The smartphone operating system market is a two-horse race, between Apple's iOS and Google's Android. There is no room for a third player. Mobile is playing out like a repeat of the PC era. In those days there were two platforms, Apple and Windows. In mobile, substitute Android for Windows. There was never any credible third platform in PCs. People tried, but nobody ever got any traction. Same goes here. Microsoft is wasting time and money on Windows Phone.
3. Kill the Surface tablet.
Nobody wants these either. Don't agonize about why that is. It just is. Nevertheless, Microsoft remains bullheaded about this and says it will introduce new Surface 2 tablets on Sept. 23. The first ones didn't sell. The new ones won't either. Admit defeat, and move on.
4. Forget search.
Microsoft has spent years chasing Google in search. It's become an obsession, and an unhealthy one at that. Bing has 18% market share, while Google has 67%, and despite a new design, nobody expects those numbers to change very much.
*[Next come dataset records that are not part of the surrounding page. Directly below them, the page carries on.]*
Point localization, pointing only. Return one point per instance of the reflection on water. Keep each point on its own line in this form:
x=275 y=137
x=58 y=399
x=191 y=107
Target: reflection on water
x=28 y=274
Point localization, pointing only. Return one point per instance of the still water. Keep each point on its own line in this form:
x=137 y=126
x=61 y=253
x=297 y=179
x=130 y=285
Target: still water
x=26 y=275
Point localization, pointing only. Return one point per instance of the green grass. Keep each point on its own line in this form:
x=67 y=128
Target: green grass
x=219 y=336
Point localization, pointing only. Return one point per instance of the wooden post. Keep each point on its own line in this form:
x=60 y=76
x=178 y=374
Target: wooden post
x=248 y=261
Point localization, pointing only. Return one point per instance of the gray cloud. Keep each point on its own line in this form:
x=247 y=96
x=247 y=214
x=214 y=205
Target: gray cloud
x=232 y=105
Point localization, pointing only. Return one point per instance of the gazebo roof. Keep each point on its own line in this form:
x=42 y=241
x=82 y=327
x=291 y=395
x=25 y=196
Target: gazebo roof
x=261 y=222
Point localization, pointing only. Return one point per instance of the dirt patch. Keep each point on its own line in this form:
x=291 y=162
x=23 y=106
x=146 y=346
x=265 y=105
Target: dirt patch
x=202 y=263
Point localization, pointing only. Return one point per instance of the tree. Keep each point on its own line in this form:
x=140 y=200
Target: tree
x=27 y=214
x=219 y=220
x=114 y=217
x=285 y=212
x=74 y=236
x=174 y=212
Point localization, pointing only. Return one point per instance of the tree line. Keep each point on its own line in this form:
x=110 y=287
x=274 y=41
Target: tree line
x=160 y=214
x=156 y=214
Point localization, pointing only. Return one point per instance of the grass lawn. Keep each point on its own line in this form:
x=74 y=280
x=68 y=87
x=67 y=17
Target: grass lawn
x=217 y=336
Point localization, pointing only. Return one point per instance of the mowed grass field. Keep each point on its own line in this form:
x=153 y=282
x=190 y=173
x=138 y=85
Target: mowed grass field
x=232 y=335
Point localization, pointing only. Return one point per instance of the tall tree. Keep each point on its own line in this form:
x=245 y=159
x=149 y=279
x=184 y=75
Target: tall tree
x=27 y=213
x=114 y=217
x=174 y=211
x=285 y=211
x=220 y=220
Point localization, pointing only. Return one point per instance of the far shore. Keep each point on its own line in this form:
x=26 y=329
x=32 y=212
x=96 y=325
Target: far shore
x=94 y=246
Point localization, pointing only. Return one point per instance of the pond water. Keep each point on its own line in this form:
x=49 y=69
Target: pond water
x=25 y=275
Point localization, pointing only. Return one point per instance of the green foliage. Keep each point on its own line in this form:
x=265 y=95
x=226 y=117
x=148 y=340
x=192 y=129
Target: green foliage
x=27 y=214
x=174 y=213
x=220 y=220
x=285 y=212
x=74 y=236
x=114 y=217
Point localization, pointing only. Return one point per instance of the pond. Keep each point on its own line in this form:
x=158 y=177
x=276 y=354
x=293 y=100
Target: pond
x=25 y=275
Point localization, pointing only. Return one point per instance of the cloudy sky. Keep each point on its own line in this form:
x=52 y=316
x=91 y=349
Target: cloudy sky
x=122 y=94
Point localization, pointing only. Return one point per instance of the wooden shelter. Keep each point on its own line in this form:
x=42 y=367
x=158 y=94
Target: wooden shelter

5. Focus on the enterprise.
Forget the consumer stuff, which is a low-margin commodity business anyway, and focus on running data centers. That's where the money is. Take a page from IBM's playbook and build a business out of selling hardware, software, and consulting services to big enterprise customers to run their data centers. Take control of the glass house, then migrate customers to Microsoft's cloud.
6. Own the cloud.
Amazon leads here, but this should be Microsoft's market to own. It's a huge opportunity, and it's where Microsoft should focus. Move big companies onto the cloud, and make it easy for people to get at their cloud from any kind of device.
7. Double down on Xbox.
Microsoft originally created Xbox as a defensive product. It was supposed to prevent Sony from taking over the living room. Mission accomplished. Xbox has been a success as a gaming platform. Now Microsoft needs to make it something more -- a hub for everything you do at home. For years there's been all this talk about Apple disrupting or reinventing the TV market, creating an entirely new business model. For whatever reason, Apple has been unable to deliver. Microsoft should seize this opportunity.
8. Think like Amazon.
Meaning they need to see past the devices and realize that they're simply a means to an end. Ballmer talks about becoming a "devices and services" company. But the device side is not worth the effort that Microsoft puts into it. What Amazon realizes is that devices today are simply shopping carts. Their only purpose is to give people a vehicle through which they can buy stuff: movies, music, books, services. Sure, Amazon makes its own tablet, the Kindle. But it sells the device at a loss. And it doesn't bother making its own operating system, but instead just takes Google's open-source Android software at no cost -- thank you very much -- and then creates its own version. Also, Amazon doesn't force you to own a Kindle to buy its stuff. Microsoft is trying to imitate Apple but instead should be imitating Amazon.
9. Be promiscuous.
Sure, promote your own operating system. But with every other part of the business, make sure your software runs on every platform. Stop trying to force people onto Windows. There was a time when Microsoft could do this. That time is over. Everyone outside Microsoft knows this, but the people running the place still seem to think it's the mid-1990s.
10. Break it up.
Divisions could move faster and make better decisions if every decision didn't have to pass muster with all the other stakeholders. The current set-up has led to paralysis.
What do you think? If you were named Microsoft's new CEO, what would you do?